We train a SentencePiece model to segment the sequences to individual “words” and create a vocabulary set. We do this by first creating a seed vocabulary set then finding the best word segmentation sequence by maximizing the probability of a segmentation sequence which is the product of word occurrence probabilities. We then find the best vocabulary set by computing loss change in terms of marginal likelihood across the entire corpus. After properly segmenting the corpus, we are ready to embed each word to a word vector. The approach we adapted is the classical word2vec skip-gram model in language processing. The model is trained by predicting words surrounding a central word and thus obtaining a weight matrix W which is the representation of all the words. We limit the dimension of the vector representation to 100 which is the default value suggested by the author of the word2vec model.
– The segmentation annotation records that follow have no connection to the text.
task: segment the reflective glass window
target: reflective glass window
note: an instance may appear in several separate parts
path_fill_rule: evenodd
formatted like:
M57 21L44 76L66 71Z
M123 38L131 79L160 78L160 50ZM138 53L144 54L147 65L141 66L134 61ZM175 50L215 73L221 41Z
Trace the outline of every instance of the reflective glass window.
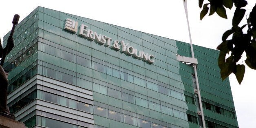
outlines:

After obtaining the embedded vectors, we show the similarity between sequences with clustering. Due to the high dimensionality of the data, a dimensional reduction algorithm is necessary to reduce the data to a viable dimension for clustering. In high dimensional datasets, distance-based methods such as K-means clustering often perform poorly due to the non-preservative nature of l2 norm distance in high dimensional euclidean spaces. Therefore, we choose the combination of hierarchy-based clustering and density-based clustering to ensure clustering quality. At the same time, the choice of dimensional reduction algorithm is also non-trivial. Powerful visualization methods such as regular t-SNE cannot be used due to the large amount of data (>= 999999) in the dataset since due to high runtime. We would, however, attempt variations of the t-SNE method (for example, ft-SNE which is t-SNE method with interpolation and fast Fourier transformation might be significantly faster than regular t-SNE), but since we’re using density-based clustering methods, the fact that t-SNE does not preserve distance and density information is fatal.

The final choice is UMAP enhanced HDBSCAN clustering. UMAP allows tighter packaging of data (which highlights density information) and further inter-cluster distance (which highlights hierarchy information). HDBSCAN does not require a priori information on cluster number. It also combined the benefits of hierarchical-based clustering and density-based clustering thus is the optimal choice.